Para uma dimensão mais abrangente de como se dá a construção do conhecimento a partir somente de um design colonial do pensar, é oportuno recorrer ao que afirmam Pontes e Tavares no artigo “A Universidade Federal da Integração Latino Americana (UNILA): um estudo da inclusão da diversidade epistemológica numa perspectiva não hegemônica”: o mundo moderno, ligado à colonização, transformou a produção do conhecimento isenta dos contextos sociais, impondo um modelo epistemológico eurocêntrico e dominante aos países subdesenvolvidos. Deste modo, a cultura dominante e hegemônica, silenciou todas as culturas e formas de conhecimentos subalternos, dos povos colonizados, no processo de imposição de um modelo de racionalidade, além de um conjunto de valores morais, estéticos e religiosos. Resultante desse processo, a América Latina possui uma cultura que foi expropriada pelos colonizadores, determinando, a partir de pressupostos epistemológicos e axiológicos eurocêntricos, a configuração de toda a produção do conhecimento regional e local. Cabe destacar que a luta pela libertação dos povos na fase pós-colonial é um indício de um processo de desprendimento complexo e dependente da emancipação das consciências dos modelos imperiais de racionalidade que silenciaram os sujeitos.

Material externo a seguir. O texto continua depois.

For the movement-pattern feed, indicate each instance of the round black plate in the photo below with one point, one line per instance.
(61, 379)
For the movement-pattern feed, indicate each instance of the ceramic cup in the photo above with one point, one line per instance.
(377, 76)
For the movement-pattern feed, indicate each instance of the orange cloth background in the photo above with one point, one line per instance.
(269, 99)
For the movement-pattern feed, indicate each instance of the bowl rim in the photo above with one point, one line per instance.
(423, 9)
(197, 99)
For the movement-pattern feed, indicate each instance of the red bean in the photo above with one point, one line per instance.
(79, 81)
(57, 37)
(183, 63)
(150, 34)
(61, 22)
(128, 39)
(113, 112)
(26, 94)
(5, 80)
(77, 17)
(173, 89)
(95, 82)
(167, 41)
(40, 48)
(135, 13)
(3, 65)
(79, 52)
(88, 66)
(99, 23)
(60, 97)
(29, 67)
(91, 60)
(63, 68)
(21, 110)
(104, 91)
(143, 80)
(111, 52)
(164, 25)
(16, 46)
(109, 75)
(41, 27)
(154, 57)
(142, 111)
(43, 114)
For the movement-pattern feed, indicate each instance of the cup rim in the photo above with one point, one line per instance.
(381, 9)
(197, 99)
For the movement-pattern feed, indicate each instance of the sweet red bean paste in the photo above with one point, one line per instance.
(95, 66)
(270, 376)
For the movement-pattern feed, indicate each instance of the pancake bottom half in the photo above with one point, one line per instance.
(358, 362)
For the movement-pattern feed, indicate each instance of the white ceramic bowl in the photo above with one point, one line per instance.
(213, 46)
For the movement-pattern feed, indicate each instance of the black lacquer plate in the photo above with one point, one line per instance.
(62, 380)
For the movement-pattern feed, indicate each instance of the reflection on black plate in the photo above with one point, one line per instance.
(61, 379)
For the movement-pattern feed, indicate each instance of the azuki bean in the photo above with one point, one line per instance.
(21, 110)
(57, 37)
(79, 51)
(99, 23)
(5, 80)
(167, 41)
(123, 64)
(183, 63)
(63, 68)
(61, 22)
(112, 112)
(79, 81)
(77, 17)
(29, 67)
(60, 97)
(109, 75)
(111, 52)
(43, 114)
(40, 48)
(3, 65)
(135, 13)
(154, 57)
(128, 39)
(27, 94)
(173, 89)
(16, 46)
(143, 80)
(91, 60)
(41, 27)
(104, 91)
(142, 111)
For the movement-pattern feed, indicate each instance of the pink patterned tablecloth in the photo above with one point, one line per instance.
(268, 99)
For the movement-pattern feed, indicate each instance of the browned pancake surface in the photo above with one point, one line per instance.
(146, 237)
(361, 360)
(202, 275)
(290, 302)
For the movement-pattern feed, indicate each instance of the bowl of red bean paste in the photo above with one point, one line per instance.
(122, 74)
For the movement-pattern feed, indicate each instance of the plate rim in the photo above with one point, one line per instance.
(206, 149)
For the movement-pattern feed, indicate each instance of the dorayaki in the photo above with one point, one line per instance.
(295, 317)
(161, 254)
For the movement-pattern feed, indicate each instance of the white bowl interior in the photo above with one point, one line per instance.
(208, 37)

Retomando a discussão acerca dos elementos motivadores que balizam o ataque do governo temeroso à Unila, é necessário externar que os pressupostos e pilares que alicerçam a Universidade Federal da Integração Latino-americana viabilizam a construção de uma epistemologia de pensar o Sul a partir do próprio Sul e isso incomoda governos neoliberais como o que está em curso no Brasil com forte ligação com os ideários e anseios do capitalismo imperialista estadunidense. A Unila como representação simbólico-concreta de que é possível integrar povos e culturas por meio da partilha de conhecimento para a descolonização e decolonização de saberes com vistas à consciência de uma América Latina integrada afronta a concepção político-econômica do governo brasileiro atual.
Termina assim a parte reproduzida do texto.